If you worked in broadcast or vfx you would understand that it is not a simple matter of authoring on pc then exporting to ntsc.

you need to understand that if you are preparing an image for ntsc playback you need to compensate for its natural distortion. If you plan to view the result on a pc you need to counter compensate the distortion.

it is not a theory, it is plain fact.
 
Last edited:

Nightmare

(when dream come true)
Buff Jigsaw said:
"a pixel is a pixel" is ignorance.

really ? your are a funny guy ! do you know what is a pixel ??? it's only the result of a signal send by your computer or your console, the result of an impact signal on a crt screen and the result of a reaction signal on a lcd screen... since it's only a signal you can't have any control on it (except for color of course)...

Buff Jigsaw said:
it is not a theory, it is plain fact..

plain fact ? really ? this "plain fact" is based on how it look like, and i told you how it work in the real world !
 
Last edited:
the Black border around the edges on the dreamcast is for overscan on your TV, you also get this on some DVD's, Some N64 games (F-Zero). instead of making the image fill the resolution they some times put a black border round the edges as it takes up less info on DVD's and less processing on console games
 

OzTm

New member
Nightmare: You're not correcting the pixel. You are correcting the IMAGE taking into consideration the type of pixels that compose it! So just let it be, cause this has gone too far already.
 

Buff Jigsaw

New member
Nightmare said:
really ? your are a funny guy ! do you know what is a pixel ??? it's only the result of a signal send by your computer or your console, the result of an impact signal on a crt screen and the result of a reaction signal on a lcd screen... since it's only a signal you can't have any control on it (except for color of course)...



plain fact ? really ? this "plain fact" is based on how it look like, and i told you how it work in the real world !
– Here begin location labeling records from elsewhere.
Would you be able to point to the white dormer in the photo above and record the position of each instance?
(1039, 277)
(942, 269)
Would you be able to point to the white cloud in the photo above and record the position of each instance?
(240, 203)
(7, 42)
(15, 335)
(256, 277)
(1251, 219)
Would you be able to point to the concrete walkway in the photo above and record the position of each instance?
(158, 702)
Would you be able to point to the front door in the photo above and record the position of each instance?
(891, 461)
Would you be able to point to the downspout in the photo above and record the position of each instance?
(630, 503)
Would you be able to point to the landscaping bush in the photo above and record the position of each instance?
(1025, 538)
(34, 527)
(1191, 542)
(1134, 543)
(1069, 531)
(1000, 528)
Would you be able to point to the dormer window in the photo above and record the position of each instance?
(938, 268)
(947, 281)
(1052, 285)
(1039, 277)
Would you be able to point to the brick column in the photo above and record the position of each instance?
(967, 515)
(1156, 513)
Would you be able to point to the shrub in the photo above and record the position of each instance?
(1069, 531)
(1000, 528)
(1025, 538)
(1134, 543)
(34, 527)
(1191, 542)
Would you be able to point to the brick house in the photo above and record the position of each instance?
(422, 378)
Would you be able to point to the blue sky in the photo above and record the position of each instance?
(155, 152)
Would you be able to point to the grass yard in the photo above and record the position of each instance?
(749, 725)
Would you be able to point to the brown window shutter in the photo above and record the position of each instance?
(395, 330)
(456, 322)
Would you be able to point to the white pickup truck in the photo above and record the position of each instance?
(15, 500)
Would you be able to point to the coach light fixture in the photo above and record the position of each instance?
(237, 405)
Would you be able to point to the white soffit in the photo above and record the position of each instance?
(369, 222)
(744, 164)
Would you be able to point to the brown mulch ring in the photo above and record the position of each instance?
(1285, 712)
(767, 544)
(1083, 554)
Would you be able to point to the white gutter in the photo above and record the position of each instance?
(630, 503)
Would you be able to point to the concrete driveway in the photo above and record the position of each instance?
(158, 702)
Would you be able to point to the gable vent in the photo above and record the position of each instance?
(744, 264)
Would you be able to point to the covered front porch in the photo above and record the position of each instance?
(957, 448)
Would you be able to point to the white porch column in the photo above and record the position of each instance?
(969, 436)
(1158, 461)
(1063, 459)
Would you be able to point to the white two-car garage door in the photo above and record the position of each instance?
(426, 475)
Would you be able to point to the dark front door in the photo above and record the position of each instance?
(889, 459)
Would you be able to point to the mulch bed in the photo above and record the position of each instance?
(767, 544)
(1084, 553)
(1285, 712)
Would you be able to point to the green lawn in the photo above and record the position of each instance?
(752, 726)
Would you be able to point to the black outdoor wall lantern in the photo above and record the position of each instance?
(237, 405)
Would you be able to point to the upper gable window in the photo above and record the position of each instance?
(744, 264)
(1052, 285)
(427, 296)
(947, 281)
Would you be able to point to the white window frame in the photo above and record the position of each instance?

*sigh*...read this... http://www.adobe.com/support/techdocs/1809a.htm

here is a quote if your lazy.

"Editing DV or D1 source footage accurately in Adobe After Effects can be challenging because DV and D1 footage consists of non-square pixels while computer monitors use square pixels to display images; this difference often causes DV and D1 footage to appear stretched on computer monitors. Because of the discrepancy between square and non-square pixels, graphics created with square pixels may not scale correctly in non-square compositions. By using the correct composition preset, preparing graphics with the appropriate frame size, and interpreting the pixel aspect ratio of imported files correctly, you can accurately edit, view, and export non-square pixel source footage. For more information, see "About D1, DV, and various pixel aspect ratio footage," "Setting pixel aspect ratio," and "Using square-pixel footage for output to D1 or DV NTSC" in After Effects Help."
 

Buff Jigsaw

New member
For the record I am fully aware that IF the DC does EVERYTHING internally at 640X480 than it should be proper on both pc and tv. However, the original post pics on this thread looked exactly like a classic ntsc capture that did not scale properly on a pc. The DC's signal mode must be dynamic. Does RE have variable output modes?

OR, the orignal pics were CAPTURES rather than Chankast in which case it makes sense that they are the inconsistent.